2

For object data I can map two columns into a third, (object) column of tuples

>>> import pandas as pd
>>> df = pd.DataFrame([["A","b"], ["A", "a"],["B","b"]])
>>> df
   0  1
0  A  b
1  A  a
2  B  b

>>> df.apply(lambda row: (row[0], row[1]), axis=1)
0    (A, b)
1    (A, a)
2    (B, b)
dtype: object

(see also Pandas: How to use apply function to multiple columns).

However, when I try to do the same thing with numerical columns

>>> df2 = pd.DataFrame([[10,2], [10, 1],[20,2]])
df2.apply(lambda row: (row[0], row[1]), axis=1)
     0     1
0    10    2
1    10    1
2    20    2

so instead of a series of pairs (i.e. [(10,2), (10,1), (20,2)]) I get a DataFrame.

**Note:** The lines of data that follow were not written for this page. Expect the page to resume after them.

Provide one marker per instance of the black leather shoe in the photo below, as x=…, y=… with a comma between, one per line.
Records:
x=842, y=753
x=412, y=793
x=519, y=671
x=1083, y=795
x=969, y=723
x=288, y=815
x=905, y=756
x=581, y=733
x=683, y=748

How can I force pandas to actually get a series of pairs? (Preferably, doing it nicer than converting to string and then parsing.)

Martin Thoma
  • 124,992
  • 159
  • 614
  • 958
Piotr Migdal
  • 11,864
  • 9
  • 64
  • 86
  • The former behaviour appears to be a bug (and is fixed in the development branch, but not in 0.12). – Andy Hayden Aug 23 '13 at 00:53
  • Why do you need a `Series` of `tuple`s? Having it as two columns in a `DataFrame` is *much* more flexible IMHO. – Phillip Cloud Aug 23 '13 at 00:55
  • @PhillipCloud It is not for further storing - just I need a series where I have pairs (so I can series.value_counts() to make statistic for pairs - e.g. to calculate mutual information). – Piotr Migdal Aug 23 '13 at 00:59

1 Answers1

4

I don't recommend this, but you can force it:

In [11]: df2.apply(lambda row: pd.Series([(row[0], row[1])]), axis=1)
Out[11]:
         0
0  (10, 2)
1  (10, 1)
2  (20, 2)

Please don't do this.

Two columns will give you much better performance, flexibility and ease of later analysis.

Just to update with the OP's experience:

What was wanted was to count the occurrences of each [0, 1] pair.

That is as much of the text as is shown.